Castlevania: The Arcade, released in Japan as Akumajō Dracula: The Arcade (悪魔城ドラキュラ THE ARCADE, Demon Castle Dracula: The Arcade), is an arcade game, part of the Castlevania franchise by Konami. The game was announced on July 23, 2008. The game was released in Japan on October 2, 2009. A European release was announced for 2009 but only appeared at test locations in 2008.

The games whip control and button layout resembled a heavier version of a Wii remote.

==Gameplay==
The gameplay is similar to light gun shooters such as The House of the Dead. Players utilize a special LED whip remote. The remote has two buttons. A top thumb button used to activate the whip, prompting players to swing the remote at the screen to damage enemies. A bottom button for the index finger is used to activate subweapons, such as knives or crosses. Subweapons are refilled by collecting hearts (up to 25) strewn about each stage in the form of destructible candles and wooden crates.
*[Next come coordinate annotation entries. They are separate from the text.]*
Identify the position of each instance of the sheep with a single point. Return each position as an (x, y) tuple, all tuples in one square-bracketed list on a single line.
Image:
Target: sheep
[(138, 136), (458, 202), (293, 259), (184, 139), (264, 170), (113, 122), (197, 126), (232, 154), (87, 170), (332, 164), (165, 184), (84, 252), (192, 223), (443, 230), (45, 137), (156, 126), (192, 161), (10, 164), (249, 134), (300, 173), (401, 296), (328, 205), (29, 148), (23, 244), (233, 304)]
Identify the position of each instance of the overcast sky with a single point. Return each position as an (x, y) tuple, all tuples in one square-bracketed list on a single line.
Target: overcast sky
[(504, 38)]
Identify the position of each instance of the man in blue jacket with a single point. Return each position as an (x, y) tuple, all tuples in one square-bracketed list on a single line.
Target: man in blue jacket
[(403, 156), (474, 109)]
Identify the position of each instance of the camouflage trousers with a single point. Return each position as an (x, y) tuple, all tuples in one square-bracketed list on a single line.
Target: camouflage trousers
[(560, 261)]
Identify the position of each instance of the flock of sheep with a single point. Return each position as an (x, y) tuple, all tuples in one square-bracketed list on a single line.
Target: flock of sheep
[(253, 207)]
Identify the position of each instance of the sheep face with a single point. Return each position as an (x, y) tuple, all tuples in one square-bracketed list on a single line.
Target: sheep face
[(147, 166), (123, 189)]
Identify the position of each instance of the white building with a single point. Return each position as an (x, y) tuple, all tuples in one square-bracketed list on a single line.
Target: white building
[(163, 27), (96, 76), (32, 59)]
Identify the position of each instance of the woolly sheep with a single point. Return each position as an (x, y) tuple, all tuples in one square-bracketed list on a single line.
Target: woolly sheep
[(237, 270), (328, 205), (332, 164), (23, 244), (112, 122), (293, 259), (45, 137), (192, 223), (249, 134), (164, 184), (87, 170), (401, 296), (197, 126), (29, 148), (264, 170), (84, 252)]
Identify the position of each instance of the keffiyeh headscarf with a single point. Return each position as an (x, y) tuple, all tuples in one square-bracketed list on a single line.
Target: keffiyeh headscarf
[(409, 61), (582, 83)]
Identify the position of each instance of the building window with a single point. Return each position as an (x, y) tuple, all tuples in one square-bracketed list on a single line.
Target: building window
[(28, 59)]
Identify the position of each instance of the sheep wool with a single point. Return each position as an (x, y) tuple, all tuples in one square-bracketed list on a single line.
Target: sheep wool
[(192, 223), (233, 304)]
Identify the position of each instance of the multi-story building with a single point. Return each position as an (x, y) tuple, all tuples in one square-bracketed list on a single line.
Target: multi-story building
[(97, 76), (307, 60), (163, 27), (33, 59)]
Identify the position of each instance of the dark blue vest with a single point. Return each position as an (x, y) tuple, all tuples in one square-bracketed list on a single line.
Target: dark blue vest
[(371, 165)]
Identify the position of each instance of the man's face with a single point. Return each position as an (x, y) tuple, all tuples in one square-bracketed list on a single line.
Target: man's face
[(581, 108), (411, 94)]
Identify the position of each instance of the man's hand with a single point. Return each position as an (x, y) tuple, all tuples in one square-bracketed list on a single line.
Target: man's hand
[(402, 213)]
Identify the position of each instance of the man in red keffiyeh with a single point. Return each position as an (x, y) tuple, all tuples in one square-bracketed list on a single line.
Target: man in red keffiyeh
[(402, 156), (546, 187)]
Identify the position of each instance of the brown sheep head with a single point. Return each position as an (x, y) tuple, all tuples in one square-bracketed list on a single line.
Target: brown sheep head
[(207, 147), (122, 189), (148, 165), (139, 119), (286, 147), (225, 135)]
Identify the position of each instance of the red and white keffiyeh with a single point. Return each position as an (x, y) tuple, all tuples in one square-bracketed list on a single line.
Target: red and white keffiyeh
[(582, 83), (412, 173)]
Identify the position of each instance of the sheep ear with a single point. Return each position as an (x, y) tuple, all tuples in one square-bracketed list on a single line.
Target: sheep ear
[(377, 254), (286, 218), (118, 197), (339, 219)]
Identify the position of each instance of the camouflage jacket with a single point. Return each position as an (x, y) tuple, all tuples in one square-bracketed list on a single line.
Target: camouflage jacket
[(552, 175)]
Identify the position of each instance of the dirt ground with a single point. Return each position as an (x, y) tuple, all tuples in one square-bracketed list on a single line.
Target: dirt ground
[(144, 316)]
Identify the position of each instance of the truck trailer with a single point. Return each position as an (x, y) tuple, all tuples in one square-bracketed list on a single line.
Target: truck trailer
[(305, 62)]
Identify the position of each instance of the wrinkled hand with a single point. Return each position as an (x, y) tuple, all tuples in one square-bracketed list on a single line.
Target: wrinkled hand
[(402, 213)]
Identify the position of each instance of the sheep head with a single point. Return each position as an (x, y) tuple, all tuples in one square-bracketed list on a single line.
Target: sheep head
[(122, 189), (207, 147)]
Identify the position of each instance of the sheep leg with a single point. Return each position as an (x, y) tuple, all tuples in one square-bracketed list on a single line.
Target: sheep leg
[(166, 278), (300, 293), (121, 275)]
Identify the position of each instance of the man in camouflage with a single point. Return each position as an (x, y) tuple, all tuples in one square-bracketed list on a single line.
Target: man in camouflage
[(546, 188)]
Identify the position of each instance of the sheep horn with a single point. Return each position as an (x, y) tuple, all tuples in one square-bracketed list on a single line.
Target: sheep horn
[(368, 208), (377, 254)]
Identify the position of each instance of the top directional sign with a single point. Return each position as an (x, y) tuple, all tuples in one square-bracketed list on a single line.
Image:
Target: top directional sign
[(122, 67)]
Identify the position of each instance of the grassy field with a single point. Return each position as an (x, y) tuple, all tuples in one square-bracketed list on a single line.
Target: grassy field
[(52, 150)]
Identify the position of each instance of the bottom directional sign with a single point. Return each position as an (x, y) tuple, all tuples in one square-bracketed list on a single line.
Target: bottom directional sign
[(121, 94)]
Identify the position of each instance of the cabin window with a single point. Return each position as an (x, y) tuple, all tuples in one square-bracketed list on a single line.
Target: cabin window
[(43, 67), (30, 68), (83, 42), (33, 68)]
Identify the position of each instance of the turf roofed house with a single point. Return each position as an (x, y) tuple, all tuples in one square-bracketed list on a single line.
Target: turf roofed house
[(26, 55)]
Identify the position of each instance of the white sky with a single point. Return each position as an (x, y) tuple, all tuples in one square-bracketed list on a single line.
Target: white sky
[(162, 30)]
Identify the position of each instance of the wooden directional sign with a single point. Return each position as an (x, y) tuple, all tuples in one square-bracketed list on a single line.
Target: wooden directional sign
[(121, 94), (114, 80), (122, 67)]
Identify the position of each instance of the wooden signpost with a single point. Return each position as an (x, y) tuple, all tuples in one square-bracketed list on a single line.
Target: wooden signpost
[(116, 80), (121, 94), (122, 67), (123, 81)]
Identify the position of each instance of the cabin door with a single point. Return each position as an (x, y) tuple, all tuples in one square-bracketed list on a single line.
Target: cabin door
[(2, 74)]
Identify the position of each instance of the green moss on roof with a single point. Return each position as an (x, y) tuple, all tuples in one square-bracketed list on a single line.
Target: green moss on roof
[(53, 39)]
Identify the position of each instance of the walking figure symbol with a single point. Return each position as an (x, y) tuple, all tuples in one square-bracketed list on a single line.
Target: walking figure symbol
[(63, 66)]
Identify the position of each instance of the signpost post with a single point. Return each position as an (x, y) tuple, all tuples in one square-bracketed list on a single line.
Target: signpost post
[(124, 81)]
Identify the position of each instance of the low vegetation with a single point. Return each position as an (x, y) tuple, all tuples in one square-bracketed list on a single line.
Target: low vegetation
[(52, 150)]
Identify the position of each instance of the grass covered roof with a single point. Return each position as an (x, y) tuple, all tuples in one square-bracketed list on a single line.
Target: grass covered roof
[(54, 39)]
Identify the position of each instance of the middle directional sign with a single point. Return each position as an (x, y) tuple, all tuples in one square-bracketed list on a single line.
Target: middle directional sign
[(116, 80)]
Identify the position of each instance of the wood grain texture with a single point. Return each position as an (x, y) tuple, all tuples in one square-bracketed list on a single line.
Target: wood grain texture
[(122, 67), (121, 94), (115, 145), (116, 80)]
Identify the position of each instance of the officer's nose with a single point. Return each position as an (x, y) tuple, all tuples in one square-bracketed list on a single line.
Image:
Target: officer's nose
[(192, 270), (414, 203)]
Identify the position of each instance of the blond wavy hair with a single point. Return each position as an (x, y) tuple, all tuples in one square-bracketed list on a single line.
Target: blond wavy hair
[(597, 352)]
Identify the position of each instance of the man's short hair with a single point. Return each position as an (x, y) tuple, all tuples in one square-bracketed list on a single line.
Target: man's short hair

Up to two players can play the game at once. Characters in the game include the Vampire Hunter, the Lady Gunner, and the Little Witch.

==Audio==
Castlevania: The Arcades soundtrack was released on Akumajou Dracula Best Music Collections Box, an 18-CD box set containing music from many Castlevania titles. The Arcades music was featured on Disc 17.